As an adult, I find sanctity in the ritual of holiday observance and tradition. I guess I would equate it to the somber meditation of a monk's refrain or the repetition of a liturgy. I find peace, balance, sort of a recentering in the steady, predictable rhythm of the calendar. The celebration of Palm Sunday deteriorates into the pale sorrow of Good Friday, but is then rebuilt into a purer, kinetic joy on Easter morning. There is no other song on no other day which can evoke the same tingling elation as the strong, resounding organ in "Christ the Lord is Risen Today" on Easter morning.
I have many Christian friends who are cynical about holidays, sarcastically alluding to the Pagan origins, or remarking that Christians should celebrate these events every Sunday, or daily, not just once a year.
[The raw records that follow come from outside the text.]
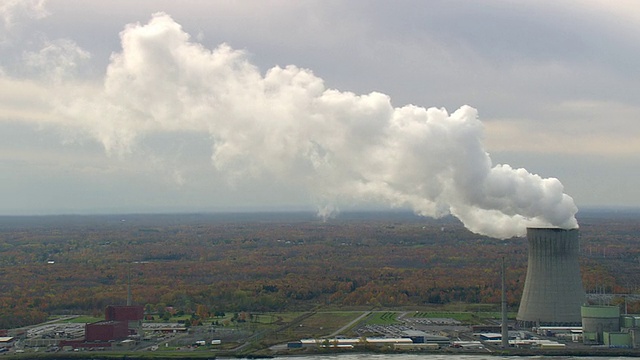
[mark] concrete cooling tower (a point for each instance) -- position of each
(553, 292)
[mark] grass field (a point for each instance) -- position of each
(383, 318)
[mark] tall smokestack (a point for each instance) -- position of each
(553, 292)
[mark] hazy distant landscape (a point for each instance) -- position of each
(267, 262)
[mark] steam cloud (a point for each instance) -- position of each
(288, 125)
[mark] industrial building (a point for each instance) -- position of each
(603, 325)
(553, 291)
(120, 323)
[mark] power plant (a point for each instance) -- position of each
(553, 293)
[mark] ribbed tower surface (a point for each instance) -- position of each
(553, 291)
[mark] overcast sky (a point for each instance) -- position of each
(159, 106)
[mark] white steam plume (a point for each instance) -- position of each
(287, 125)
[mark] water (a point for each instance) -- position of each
(438, 357)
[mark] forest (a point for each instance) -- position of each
(206, 264)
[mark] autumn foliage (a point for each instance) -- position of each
(208, 264)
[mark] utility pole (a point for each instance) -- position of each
(505, 328)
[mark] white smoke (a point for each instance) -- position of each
(286, 124)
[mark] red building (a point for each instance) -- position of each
(106, 331)
(124, 313)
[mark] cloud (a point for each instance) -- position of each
(287, 126)
(57, 60)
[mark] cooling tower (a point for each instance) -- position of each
(553, 292)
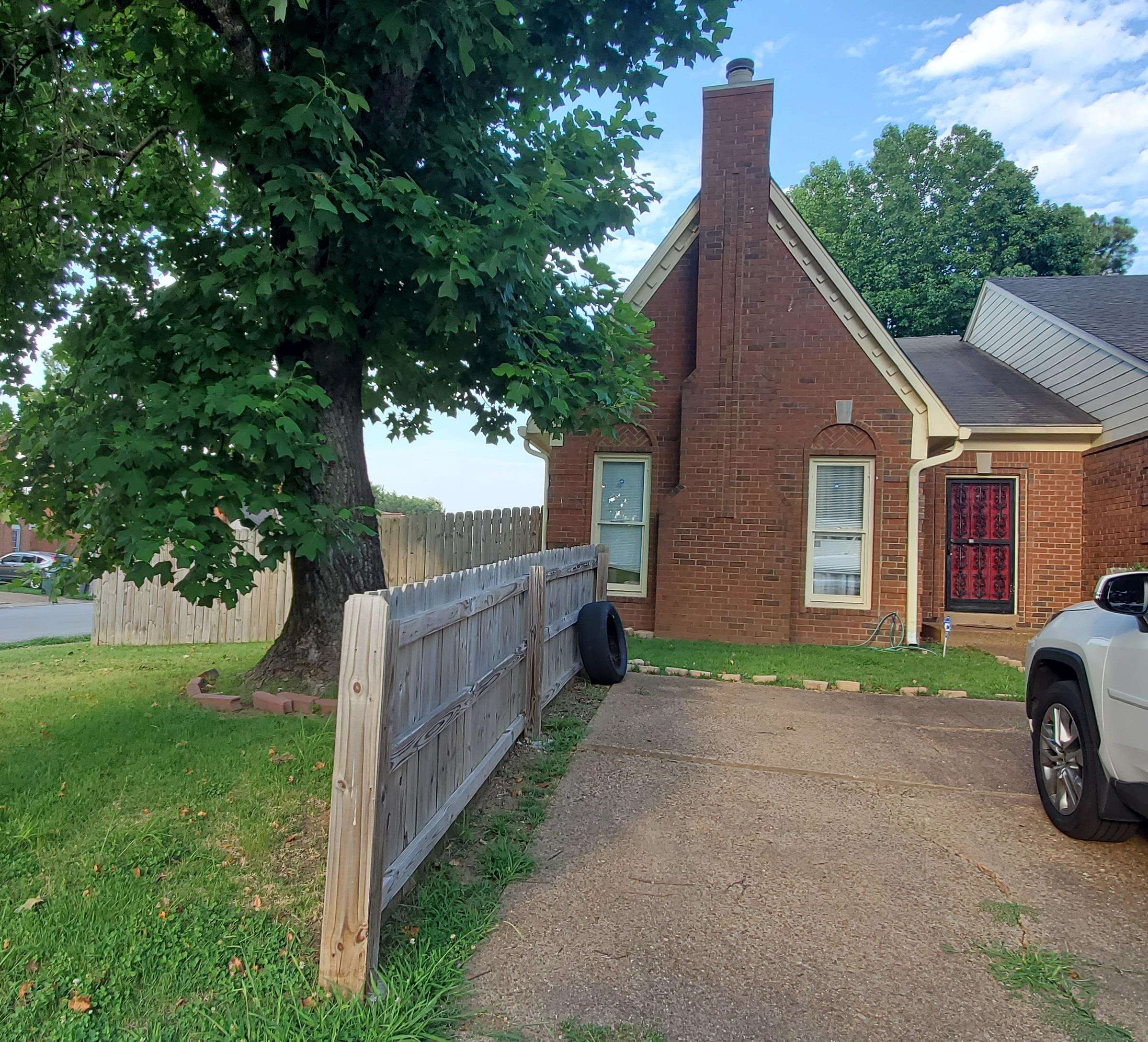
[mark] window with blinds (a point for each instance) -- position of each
(621, 520)
(840, 538)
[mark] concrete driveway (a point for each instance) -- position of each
(728, 862)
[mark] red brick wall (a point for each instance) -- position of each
(29, 540)
(755, 360)
(1050, 532)
(1115, 510)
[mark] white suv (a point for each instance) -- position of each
(1088, 703)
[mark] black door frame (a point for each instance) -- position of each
(989, 607)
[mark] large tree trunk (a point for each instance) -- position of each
(307, 653)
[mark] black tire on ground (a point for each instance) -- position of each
(602, 641)
(1082, 822)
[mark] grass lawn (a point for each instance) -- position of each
(162, 869)
(981, 675)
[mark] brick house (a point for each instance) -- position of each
(804, 474)
(21, 536)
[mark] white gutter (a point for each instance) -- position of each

I don't necessarily disagree with their criticisms. But I still love holidays, and most everything that comes with them, religious or secular, profound or superficial. Special dishes reserved only for that particular celebration. Reunion of family and ignition of a kindred spirit. While I do not worship nature, the arrival of Spring is also indivisible from my joy of Easter morning.
I alluded to the commercialization of Easter. Oddly, I feel a similar aversion to the inverse effect. The complete and sanctimonious erasure of the secular, the relabeling as "Resurrection Sunday", the rallying cry "Jesus Is The Reason for the Season". While I can respect and echo the concern that the Event Fundamental to My Faith be overshadowed or sullied, I'm so fond of the secular tradition that I just can't annihilate it altogether. And I bristle at the implication that this makes me any less of a Good Christian.
So I suppose I'm a walking contradiction.
But is the whole celebration a limited set, with complete Religious Tradition and Secular Materialism as the upper and lower bounds? Am I deluding myself to believe that I can, clear-conscience, maintain a reasonable blend and balance somewhere inbetween? As if the ends of the spectrum were rather colors in a palette, that I could blend and balance to create something more beautiful than the two apart?
As I observe my favorite holiday being overrun with Bigger and More Stuff - going the way of Christmas - I wonder if I should reassess my plans to feed my son the same lies I was fed. Because, regardless of how I justify it to myself, they ARE in fact, lies. Or is "lie" just word-play, semantics? Should I also discard anything that isn't pure, cold fact? The stories and imaginations of my youth?
"Tell me one last thing," said Harry, "Is this real? Or has this been happening inside my head?"
"Of course it is happening inside your head, Harry, but why on earth should that mean that it is not real?"